I think that is somewhat tangent to the issue, but to answer the question I'm locking many types of resources. In general they are cloud based resources (virtual networks, virtual servers, virtual storage, etc). To bring this answer back to the original question - every resource is tied to a user.
I think your usecase should be possible, but not as a core feature. There are already too many features :)
This could be implemented in a subclass I think. Do you use the expires or autoextend features?
Sorry, I meant the expire
and auto_renewal
I'm using the expire
and auto_renewal
feature. I may just fork this and try to implement it myself. If you're interested I can create pull request.
I won't mind a PR but I suspect testing is going to be a thorny problem :)
Regarding implementation, simply using different convention for key names won't work (like the locks:<owner_id>:<lock_name>
you suggested) - everything operates on keynames that don't include (or allow) any id
. You will need a third key and additional book-keeping for it.
Thank you for the input, I'll keep it in mind and look for a way that would work.
A suggested approach (untested):
class UserLock(Lock):
def __init__(self, redis, name, user, **kwargs):
super(UserLock, self).__init__(redis, name, id=str(user), **kwargs)
def acquire(self, blocking=True):
locked = super(UserLock, self).acquire(blocking)
if locked:
for key in self._client.keys(self._name + ':*'): # cleanup any expired keys
self._client.del(key)
self._client.set(self._name + ':' + self._id, self._id, ex=self._expire)

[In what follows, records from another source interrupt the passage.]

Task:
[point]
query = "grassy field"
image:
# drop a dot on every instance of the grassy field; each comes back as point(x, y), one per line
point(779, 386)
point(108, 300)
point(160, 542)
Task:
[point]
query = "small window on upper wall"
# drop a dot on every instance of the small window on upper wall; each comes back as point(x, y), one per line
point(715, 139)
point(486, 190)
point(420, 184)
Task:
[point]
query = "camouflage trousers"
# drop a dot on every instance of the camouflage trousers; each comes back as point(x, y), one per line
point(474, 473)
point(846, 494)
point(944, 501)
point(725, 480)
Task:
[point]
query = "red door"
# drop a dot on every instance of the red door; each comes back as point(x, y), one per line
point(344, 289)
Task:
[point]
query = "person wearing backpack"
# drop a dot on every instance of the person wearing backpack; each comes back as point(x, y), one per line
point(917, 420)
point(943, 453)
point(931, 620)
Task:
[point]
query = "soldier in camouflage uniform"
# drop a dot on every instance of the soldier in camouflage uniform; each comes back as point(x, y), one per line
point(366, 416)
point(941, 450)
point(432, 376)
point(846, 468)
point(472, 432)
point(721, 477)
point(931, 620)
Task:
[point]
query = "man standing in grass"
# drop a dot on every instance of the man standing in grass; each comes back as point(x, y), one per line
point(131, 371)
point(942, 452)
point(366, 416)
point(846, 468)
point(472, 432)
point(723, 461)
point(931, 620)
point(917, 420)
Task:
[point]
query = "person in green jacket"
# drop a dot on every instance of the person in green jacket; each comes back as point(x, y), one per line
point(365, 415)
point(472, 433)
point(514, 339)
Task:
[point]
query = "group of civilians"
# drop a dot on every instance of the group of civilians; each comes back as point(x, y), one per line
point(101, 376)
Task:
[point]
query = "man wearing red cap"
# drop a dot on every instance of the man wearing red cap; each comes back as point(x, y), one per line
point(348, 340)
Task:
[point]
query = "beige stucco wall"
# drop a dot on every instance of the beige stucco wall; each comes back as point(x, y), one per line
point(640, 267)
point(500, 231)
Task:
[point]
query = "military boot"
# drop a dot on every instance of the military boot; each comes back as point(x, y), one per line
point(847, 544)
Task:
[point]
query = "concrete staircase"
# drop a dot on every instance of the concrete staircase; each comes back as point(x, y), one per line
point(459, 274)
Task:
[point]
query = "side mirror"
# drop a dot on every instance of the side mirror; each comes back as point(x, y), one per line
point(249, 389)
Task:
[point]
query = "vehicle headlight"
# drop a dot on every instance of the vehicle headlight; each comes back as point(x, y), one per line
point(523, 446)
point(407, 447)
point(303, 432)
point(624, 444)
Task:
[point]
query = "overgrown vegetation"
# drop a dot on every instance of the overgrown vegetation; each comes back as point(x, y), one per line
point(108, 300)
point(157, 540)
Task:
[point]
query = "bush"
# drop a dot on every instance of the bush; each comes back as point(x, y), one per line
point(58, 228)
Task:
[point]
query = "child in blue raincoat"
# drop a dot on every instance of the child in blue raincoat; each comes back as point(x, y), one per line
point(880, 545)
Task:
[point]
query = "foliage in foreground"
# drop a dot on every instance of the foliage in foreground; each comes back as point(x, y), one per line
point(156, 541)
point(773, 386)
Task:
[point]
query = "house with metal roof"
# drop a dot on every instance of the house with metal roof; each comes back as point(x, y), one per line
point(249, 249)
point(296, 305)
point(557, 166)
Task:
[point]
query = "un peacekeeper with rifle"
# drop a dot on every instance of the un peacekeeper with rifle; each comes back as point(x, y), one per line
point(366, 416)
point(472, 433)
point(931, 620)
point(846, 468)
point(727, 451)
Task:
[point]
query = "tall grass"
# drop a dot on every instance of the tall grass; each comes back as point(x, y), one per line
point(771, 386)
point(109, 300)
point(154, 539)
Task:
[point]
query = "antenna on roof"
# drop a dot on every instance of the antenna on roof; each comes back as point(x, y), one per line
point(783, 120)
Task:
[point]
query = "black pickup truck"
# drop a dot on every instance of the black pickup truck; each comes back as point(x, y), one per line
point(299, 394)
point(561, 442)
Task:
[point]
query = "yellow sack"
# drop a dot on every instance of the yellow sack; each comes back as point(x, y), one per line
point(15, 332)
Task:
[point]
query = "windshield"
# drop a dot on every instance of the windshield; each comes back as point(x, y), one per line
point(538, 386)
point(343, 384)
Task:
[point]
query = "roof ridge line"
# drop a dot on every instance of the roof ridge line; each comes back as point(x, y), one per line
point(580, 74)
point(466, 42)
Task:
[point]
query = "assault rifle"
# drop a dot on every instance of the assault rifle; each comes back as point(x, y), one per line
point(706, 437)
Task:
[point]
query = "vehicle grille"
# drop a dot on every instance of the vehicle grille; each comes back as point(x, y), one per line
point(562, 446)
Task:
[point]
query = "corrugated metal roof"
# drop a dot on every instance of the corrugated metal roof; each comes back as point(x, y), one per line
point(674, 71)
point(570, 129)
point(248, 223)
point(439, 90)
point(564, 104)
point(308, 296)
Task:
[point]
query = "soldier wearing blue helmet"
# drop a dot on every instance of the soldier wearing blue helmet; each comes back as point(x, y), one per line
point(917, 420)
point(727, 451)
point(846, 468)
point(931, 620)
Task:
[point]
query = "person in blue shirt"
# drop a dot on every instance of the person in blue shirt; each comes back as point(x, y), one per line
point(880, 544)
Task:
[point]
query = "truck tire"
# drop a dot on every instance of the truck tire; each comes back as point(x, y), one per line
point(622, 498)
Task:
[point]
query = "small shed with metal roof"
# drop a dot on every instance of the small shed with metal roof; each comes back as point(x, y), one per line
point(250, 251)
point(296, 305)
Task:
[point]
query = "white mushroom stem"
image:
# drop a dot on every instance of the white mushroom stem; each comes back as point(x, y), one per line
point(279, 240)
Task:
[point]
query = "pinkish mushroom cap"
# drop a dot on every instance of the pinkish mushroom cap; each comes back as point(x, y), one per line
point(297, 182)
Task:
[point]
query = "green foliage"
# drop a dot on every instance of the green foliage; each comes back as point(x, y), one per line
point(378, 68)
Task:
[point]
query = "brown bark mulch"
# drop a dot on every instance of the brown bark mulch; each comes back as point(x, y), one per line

def extend(self, expire=None):
super(UserLock, self).extend(expire)
self._client.set(self._name + ':' + self._id, self._id, ex=expire or self._expire)
Then you can run KEYS lock:*:<userid>
to get all them locks.
@marcstreeter @ionelmc
Why not just do this?
class OwnedLock(Lock):
def __init__(self, redis_client, name, *args, **kwargs):
owner = kwargs.pop('owner', None)
if owner is not None:
name = name + ':' + owner
super(OwnedLock, self).__init__(redis_client, name, *args, **kwargs)
It would not allow owners to share resources. I don't think that's what Marc wanted.
@ionelmc What do you mean by sharing?
Two owners get owner-specific names, thus they cannot lock the same thing - because the name is not common between them.
I've been looking through the code and I don't see a way (short of using redis directly) to list all locks. Further not a way to filter locks based on owner. I'm already using this as a locking mechanism, but I want to be able to display locked items for visual feedback. I figure that instead of using say a hostname, we'd use the client id as the owner of the lock and then be able to display locks on a per client basis. With the current set up however it looks like each lock would have to be retrieved and then parsed to do so. Maybe I'm reading the source wrong or attempting to use this in the wrong way. Any advice would be appreciated.